Supplementary Figure 4: Diagram illustrating the effective detection NA along the x' axis. | Nature Methods

Supplementary Figure 4: Diagram illustrating the effective detection NA along the x' axis.

From: Epi-illumination SPIM for volumetric imaging with high spatial-temporal resolution

Supplementary Figure 4

Blue shades indicate the light cone collected by each objective; black arcs indicate the extent of the NA (full-aperture angle 2θ) of each objective; red lines represent the light rays with the highest incident angle; black dashed lines show the optical axis. The intermediate image at the focal space of O2 is magnified by 1.33 (equal to NA1/NA2) along both the lateral and axial directions to minimize the aberration of the intermediate image. The blue dashed line indicates the position of the coverslip where the air–water interface is. All the light passing though O2 is refracted at this interface and enters O3, with the exception of only a small portion of the light being cropped by the coverslip (left side between the blue and red dashed lines). The effective detection NA along the x'-axis is ~ 1.33 × 1.33 × sin (73.8°/2) ≈ 1.06. The effective NA along the y axis can be obtained straightforwardly, since light is not cropped along this direction. We have therefore NAy ~ 0.9 × 1.33 ≈ 1.20, e.g., NA2 multiplying the magnification of the intermediate image.

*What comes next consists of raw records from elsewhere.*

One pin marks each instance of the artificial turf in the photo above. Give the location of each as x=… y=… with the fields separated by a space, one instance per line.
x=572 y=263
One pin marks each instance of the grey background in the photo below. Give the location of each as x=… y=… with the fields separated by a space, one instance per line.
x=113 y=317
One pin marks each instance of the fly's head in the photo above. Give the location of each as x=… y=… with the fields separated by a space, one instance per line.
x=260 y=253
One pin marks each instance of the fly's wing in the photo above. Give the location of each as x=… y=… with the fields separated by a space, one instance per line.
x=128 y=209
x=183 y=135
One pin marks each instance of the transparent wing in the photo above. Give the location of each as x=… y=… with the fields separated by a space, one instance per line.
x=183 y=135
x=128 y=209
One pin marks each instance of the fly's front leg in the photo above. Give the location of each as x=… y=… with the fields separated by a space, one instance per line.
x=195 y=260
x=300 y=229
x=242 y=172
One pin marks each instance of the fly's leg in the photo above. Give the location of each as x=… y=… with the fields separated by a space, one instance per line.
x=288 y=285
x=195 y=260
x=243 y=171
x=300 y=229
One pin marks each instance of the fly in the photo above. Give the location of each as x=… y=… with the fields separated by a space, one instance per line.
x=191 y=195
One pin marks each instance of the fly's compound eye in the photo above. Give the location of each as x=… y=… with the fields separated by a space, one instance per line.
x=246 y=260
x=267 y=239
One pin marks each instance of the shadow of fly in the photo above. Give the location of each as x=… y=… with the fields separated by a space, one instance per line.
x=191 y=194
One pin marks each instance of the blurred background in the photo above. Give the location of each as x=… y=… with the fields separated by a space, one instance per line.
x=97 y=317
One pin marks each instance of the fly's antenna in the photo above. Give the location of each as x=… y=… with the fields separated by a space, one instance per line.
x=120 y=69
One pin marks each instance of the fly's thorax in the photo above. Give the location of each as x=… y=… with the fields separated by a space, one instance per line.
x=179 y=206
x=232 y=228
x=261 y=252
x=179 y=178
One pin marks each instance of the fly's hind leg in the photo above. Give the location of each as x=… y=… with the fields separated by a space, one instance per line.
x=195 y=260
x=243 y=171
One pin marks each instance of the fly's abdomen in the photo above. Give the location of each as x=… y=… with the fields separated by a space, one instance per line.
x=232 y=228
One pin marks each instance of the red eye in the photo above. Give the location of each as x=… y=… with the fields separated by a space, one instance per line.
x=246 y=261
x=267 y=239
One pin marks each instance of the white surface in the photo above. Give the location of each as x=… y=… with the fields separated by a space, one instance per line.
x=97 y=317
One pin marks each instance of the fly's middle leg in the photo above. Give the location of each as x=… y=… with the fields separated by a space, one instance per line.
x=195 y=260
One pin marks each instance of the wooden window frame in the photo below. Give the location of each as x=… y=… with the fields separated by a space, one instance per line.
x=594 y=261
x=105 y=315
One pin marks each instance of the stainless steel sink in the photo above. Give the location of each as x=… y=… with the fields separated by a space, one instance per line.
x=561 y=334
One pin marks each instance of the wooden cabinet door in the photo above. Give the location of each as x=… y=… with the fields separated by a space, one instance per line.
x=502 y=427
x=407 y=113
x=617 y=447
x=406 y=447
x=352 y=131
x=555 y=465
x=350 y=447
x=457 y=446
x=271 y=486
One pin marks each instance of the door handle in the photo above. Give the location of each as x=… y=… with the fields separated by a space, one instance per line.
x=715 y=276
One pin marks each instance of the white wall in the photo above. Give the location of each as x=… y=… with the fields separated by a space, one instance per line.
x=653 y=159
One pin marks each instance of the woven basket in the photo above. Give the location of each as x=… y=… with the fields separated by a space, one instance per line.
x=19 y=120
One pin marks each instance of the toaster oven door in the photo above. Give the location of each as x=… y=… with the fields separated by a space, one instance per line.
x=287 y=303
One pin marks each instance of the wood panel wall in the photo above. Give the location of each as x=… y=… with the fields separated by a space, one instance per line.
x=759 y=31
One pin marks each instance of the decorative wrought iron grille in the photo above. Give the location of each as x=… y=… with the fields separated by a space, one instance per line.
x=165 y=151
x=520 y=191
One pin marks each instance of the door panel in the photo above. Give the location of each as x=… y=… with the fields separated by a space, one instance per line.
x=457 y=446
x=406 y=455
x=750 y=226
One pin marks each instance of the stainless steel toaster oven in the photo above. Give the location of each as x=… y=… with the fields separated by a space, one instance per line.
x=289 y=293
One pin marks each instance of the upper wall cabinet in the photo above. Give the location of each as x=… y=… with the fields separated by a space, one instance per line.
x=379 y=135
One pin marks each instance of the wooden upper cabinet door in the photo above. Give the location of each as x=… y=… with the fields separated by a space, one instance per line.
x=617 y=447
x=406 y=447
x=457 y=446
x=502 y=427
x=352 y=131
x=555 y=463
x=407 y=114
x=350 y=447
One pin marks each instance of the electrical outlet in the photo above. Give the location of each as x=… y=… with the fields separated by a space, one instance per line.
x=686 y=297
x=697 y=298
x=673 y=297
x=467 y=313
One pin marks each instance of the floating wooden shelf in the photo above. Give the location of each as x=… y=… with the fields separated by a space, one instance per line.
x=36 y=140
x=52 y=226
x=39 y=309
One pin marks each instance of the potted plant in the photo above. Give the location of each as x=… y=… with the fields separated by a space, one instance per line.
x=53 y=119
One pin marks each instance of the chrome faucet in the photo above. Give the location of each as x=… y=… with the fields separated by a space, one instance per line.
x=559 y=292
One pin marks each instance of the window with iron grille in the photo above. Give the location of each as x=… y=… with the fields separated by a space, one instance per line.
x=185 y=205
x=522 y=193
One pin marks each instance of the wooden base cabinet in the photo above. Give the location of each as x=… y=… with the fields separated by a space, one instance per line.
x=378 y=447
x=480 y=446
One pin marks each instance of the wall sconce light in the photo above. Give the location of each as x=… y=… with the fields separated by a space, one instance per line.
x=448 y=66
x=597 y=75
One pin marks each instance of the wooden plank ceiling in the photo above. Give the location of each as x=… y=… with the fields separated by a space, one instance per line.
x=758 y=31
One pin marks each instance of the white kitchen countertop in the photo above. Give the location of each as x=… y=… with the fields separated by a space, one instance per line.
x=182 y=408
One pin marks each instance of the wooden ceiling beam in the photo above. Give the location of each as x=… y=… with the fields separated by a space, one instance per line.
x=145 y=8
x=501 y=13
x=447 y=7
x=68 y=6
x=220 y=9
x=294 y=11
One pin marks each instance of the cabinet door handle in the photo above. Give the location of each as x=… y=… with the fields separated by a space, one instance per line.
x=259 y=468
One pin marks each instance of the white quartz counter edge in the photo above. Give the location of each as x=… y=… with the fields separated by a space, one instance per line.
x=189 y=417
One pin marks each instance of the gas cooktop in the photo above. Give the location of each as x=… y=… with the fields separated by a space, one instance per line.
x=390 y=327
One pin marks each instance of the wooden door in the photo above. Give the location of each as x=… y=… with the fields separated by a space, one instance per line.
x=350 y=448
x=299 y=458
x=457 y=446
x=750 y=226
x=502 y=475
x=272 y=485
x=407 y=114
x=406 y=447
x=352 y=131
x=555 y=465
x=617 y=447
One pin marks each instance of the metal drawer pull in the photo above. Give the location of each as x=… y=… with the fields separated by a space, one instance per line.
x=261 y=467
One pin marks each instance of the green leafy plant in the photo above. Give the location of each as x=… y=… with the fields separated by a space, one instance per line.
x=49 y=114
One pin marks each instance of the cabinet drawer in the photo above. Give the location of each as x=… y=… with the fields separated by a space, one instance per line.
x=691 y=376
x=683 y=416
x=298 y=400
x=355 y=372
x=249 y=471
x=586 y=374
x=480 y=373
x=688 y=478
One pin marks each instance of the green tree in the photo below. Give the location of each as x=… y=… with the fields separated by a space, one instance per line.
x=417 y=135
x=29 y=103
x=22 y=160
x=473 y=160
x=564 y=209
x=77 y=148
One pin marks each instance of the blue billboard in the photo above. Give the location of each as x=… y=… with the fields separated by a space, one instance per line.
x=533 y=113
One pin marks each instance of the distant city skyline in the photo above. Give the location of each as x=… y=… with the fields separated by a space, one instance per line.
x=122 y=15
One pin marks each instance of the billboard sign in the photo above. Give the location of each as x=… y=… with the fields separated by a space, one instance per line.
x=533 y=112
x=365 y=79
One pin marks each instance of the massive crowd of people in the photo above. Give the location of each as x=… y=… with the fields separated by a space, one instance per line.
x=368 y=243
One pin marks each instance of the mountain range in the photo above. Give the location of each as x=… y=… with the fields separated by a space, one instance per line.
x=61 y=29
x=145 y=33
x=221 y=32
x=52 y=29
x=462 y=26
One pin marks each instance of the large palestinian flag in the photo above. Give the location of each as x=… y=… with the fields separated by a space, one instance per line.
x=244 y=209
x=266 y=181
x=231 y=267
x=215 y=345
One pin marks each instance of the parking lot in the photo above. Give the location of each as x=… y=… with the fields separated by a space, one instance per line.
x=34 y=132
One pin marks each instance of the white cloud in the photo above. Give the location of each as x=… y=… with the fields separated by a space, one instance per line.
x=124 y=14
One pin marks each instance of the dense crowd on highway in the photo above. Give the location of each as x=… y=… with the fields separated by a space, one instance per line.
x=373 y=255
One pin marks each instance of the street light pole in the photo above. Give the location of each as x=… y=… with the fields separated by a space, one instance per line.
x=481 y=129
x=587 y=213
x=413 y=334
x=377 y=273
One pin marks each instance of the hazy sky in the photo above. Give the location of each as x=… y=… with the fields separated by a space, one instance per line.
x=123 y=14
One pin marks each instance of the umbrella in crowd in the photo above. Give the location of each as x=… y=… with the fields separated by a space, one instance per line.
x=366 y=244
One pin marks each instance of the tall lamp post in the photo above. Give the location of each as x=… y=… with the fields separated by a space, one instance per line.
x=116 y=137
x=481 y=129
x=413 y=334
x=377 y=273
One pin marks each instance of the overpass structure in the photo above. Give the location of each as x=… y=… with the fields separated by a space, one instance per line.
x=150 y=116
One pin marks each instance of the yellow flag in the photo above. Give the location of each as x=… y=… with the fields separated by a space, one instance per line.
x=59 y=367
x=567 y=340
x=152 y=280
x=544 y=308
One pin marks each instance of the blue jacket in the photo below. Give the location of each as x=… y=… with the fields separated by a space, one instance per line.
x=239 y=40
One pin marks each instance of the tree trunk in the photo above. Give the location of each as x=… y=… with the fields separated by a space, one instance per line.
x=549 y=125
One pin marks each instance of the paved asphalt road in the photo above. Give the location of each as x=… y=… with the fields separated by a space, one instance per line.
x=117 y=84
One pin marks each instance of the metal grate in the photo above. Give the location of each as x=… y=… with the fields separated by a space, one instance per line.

The collection solid angle of the system can be estimated as ~ 3.34, calculated by subtracting the cropped light at the air–water interface from the solid angle of O2. Assuming isotropic fluorescence emission, the resulting collection efficiency is then ~ 28.2%, equivalent to that of a water-immersion objective of NA ≈ 1.17. As an alternative way of understanding the remote imaging module and the reason for the high detection NA, O3 can be also seen as an air objective with NA = 1 where the collection solid angle is 2π. All light transmitted by O2 can then be collected by O3, resulting a high collection efficiency.